= Central Macedonia Army Section =

WWII command of the Hellenic Army

The Central Macedonia Army Section (Τμήμα Στρατιάς Κεντρικής Μακεδονίας, ΤΣΚΜ, Tmima Stratias Kentrikis Makedonias, TSKM) was an army corps-level command of the Hellenic Army established on 6 March 1941. It was commanded by Lt. General Ioannis Kotoulas and comprised the 12th Infantry Division and the 20th Infantry Division. On 28 March it was assigned to Henry Maitland Wilson's 'W' Force, holding the Vermion Mountains–Haliacmon line. It was defeated and dissolved in mid-April 1941 during the German invasion of Greece.
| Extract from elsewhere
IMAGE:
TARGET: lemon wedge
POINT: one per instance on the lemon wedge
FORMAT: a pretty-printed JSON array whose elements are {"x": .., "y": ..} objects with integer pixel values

==Order of battle (6 April 1941)==
- 20th Infantry Division (Maj. General Christos Karassos)
- 12th Infantry Division (Col. Georgios Karambatos)
- 10th Frontier Sector (Col. of the Reserve Aristotelis Sergios)
- Field Artillery Battalion
- 150mm Skoda Howitzer Battalion
- 85mm Artillery Battery
- Anti-Aircraft Artillery Battalion
- Support units

==Leadership==
===Commanders===
- Lt. General of the Reserve, Ioannis Kotoulas (6 March – 8 April 1941)
- Maj. General Christos Karassos (8–20 April 1941)
===Chiefs of staff===
- Col. Antonios Peppas (3–19 March 1941)
- Col. Konstantinos Papadopoulos (19 March – 20 April 1941)
===Headquarters===
- Kozani (6 March 1941)
- Perdikkas (9 April 1941)
- Kivotos (14 April 1941)
- Ioannina (16 April 1941)
- Metsovo (18 April 1941)

== Sources ==
- Hellenic Army History Directorate (1997). "An Abridged History of the Greek-Italian and Greek-German War, 1940-1941 (Land Operations)"
- Koliopoulos, Ioannis S.. "Η στρατιωτική και πολιτική κρίση στην Ελλάδα τον Απρίλιο του 1941"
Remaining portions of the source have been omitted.